Why we need monochromatic light? Gravitational wave background is just noise. A lot of orbiting objects in a galaxy will produce steady noise, due to interference. It's easy to check just by putting a bunch of wave generators with different frequencies in a same pond, and then move. Interference between waves will create noise with higher frequencies than original.
Even small effects are producing significant results over large periods of time. 1 billion years is 31.5E15 seconds.
If we integrate over all frequencies of gravitation noise floor, then we may have a number, which will explain a part of red shift.
More over, gravitational noise is important for Pilot Wave theory, because it may explain the source of energy for the pilot wave.

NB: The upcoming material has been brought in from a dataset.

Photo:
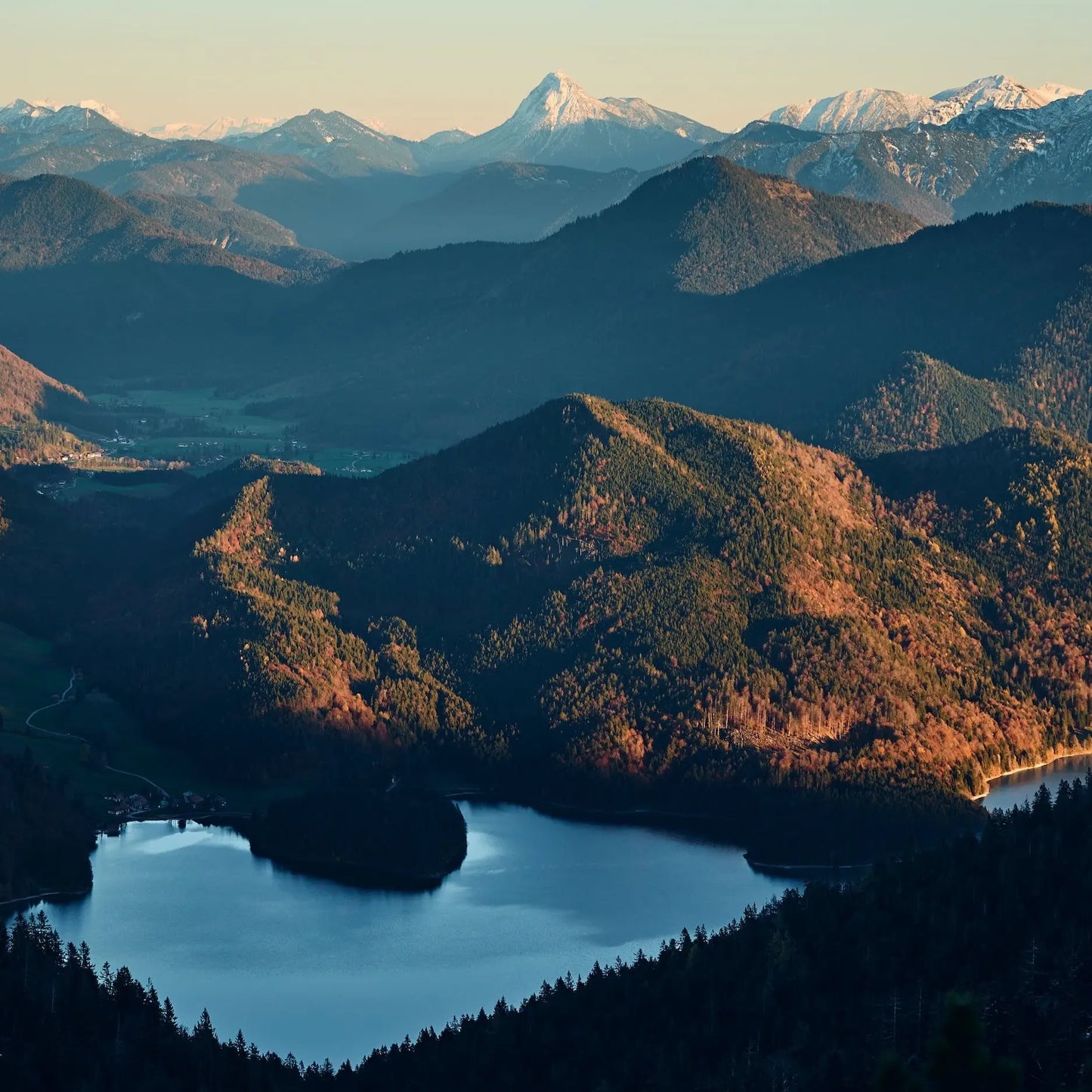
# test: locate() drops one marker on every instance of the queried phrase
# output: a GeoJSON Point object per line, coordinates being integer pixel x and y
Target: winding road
{"type": "Point", "coordinates": [68, 735]}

> no, same wavelength, going further on one half of the cycle, then not as far on the other half of the cycle. Same wavelength within the space, it's the space itself which changes.
It implies FTL speed at the second half of the cycle, which is impossible. If wavelength of light will be enlarged, then it will stay enlarged, because light traveling at c, so c-delta is possible, but c+delta is not.
> TBH, that would be a colossal waste of my time. I'm only even bothering to reply to this this now because discussion is supposed to be helpful while I learn things.
I have the same filling. I only reply because my pleasure to talk with you overcomes the inconvenience of Hacker News.
Maybe we should switch to email, or to a wiki with a proper set of tools for scientific discussion.
> Also, gravitational waves don't redshift the photons, they change the length of the path the photons take.
Yep, more length to travel - larger wave length. :-/
> And as LIGO, NANOGrav etc., are relying on a prediction of the exact same GR equations that also lead to the big bang etc
I had a discussion about that recently. I have no power to repeat the discussion. You can find it in my comment history.